In a speech given at the FBI Academy in Quantico, Virginia, on September 10th, the President exploited the gravity of the September 11th anniversary to politicize an aggressive police state agenda and deflect criticism by sugar-coating it in patriotism. “We will not forget the rescuers who ran toward danger and the passengers who rushed the hijackers,” he said, reminding everyone that at the same time, he ran away leaving the nation and world lost and leaderless for almost the entire day. “And we will never forget the servants of evil who plotted the attacks,” he piped, reminding everyone that even after turning Osama Bin Laden into Saddam Hussein, billions of dollars and thousands of lives later, he’s still nowhere to be found.

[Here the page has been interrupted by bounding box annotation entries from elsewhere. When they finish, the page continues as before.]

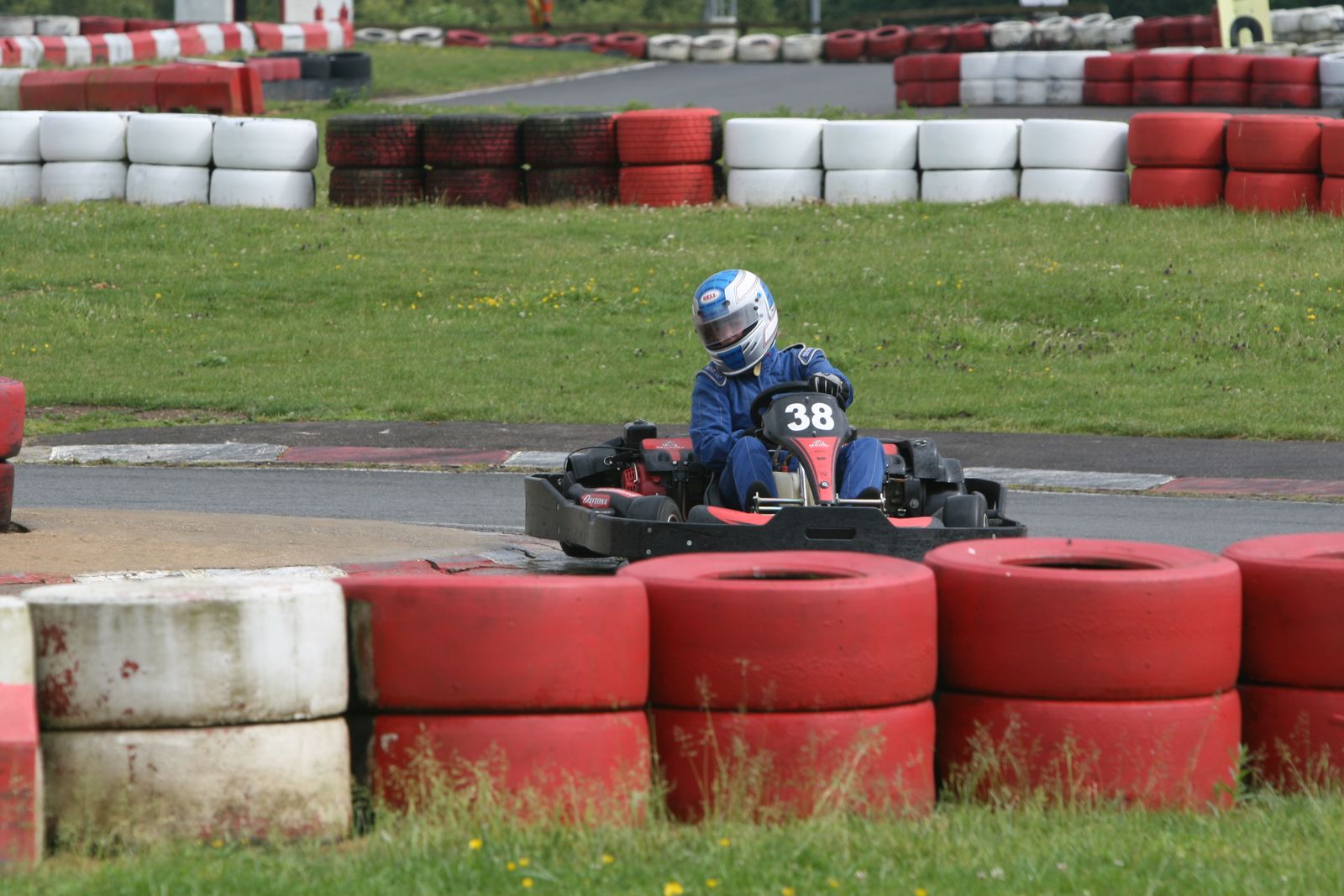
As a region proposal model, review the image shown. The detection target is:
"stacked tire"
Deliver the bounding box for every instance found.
[522,112,620,206]
[425,116,522,206]
[616,109,723,206]
[1129,112,1231,208]
[723,115,816,206]
[22,578,352,842]
[341,575,650,822]
[210,118,318,208]
[1019,118,1129,206]
[1223,532,1344,790]
[327,116,425,206]
[925,538,1242,807]
[617,552,937,820]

“Now we're engaged in other essential missions in the war on terror. We're helping the Afghan people to build free institutions after years of oppression. We're working with the Iraqi people to build a new home for freedom and democracy at the heart of the Middle East. The spread of freedom is one of the keys to the victory against terror,” President Bush told the anxious nation.

Yet, in perhaps the most hypocritical and ugly backtracking by Donald Rumsfeld -- and there are many – he contradicted Mr. Bush’s ambitious reconstruction and altruistic colored commitments, explicitly stating that that Iraq cannot “rely on its oil revenues alone to rebuild its decrepit infrastructure but must plan to develop industries like tourism that would benefit from national and historic treasures like the ruins of the ancient city of Babylon.” This, of course, after his meticulously planned attack allowed every precious historical artifact to be stolen and plundered by starving Iraqis and journalists from Fox News. Perhaps Rupert Murdoch will make a donation, although more likely, he'll begin publishing the Islamic counterpart to his tabloid trash The Sun – The Moon, or launch a cable channel so surviving Iraqis can watch Survivor.

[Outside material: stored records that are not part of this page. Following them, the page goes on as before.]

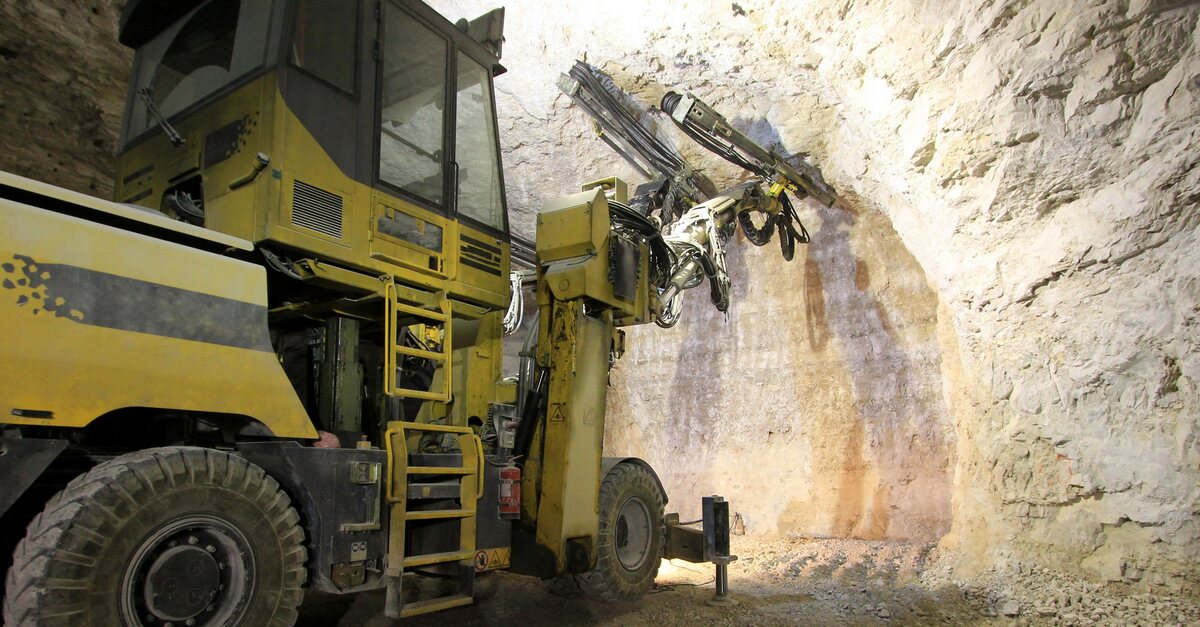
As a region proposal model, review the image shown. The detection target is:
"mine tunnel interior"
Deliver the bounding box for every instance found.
[0,0,1200,625]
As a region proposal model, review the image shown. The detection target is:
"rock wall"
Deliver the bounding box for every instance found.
[0,0,133,194]
[436,0,1200,591]
[0,0,1200,592]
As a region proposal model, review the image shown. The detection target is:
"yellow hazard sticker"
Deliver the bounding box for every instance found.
[475,547,512,573]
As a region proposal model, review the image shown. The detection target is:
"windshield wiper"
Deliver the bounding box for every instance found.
[138,88,187,148]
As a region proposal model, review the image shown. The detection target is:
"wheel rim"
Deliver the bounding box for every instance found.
[120,514,254,627]
[617,496,650,571]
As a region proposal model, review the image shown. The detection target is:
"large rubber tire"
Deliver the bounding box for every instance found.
[547,464,666,602]
[4,447,307,627]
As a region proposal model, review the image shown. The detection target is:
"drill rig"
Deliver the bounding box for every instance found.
[0,0,835,627]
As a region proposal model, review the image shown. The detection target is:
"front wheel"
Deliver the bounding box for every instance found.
[4,447,306,627]
[548,464,665,602]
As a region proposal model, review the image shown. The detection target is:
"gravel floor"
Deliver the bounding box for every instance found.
[298,537,1200,627]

The extent to which the administration and the pathetic pundits that propagate their propaganda are able to spout such startling contradictions, despite the documentation of their previous words, with impunity is because people only believe what they want to believe. “America and our allies took an important stand against terror, and evil by freeing an oppressed people in Iraq. The threat to civilized society and order under Saddam has been removed. The weapons of mass destruction Saddam had used on his people in the past are no longer a threat. The WMD he longed to develop will not materialize. I am sure evidence of his WMD programs will be discovered,” White House Chief of Staff Andrew Card wrote on “Ask the White House” – an interactive question/response format, discussing the war on terror. Never mind having not found the weapons themselves, they still don’t have evidence of a weapons program – the pretext the United States, Britain and Australia preemptively bombed.

Two years after September 11th, Osama Bin Laden is still meandering in the caves of Afghanistan, America’s ports, infrastructure and borders remain as vulnerable as they ever were, and despite assurances that they would not be, the draconian anti-terrorism measures encapsulated by The Patriot Act are being abused to entrap, punish and violate the rights of innocent citizens and are suddenly being applied to the War on Drugs as well. Will a War on Dissent become the next law enforcement catch-all?

In his speech at the FBI Academy, President Bush sought to expand the death penalty to include the vaguely defined terrorists, as piecemeal additions to The Patriot Act are trial ballooned in the name of patriotism. Advancing capital punishment is not likely to help win over the allies, despite the “pro-life” hypocrisies of Attorney General John Ashcroft and the President, any more than sending Doctor Kervorkian to Guantanamo would win over the pro-choice crowd.

It might be worth remembering one small detail. Before you kill the terrorists, you need to find them.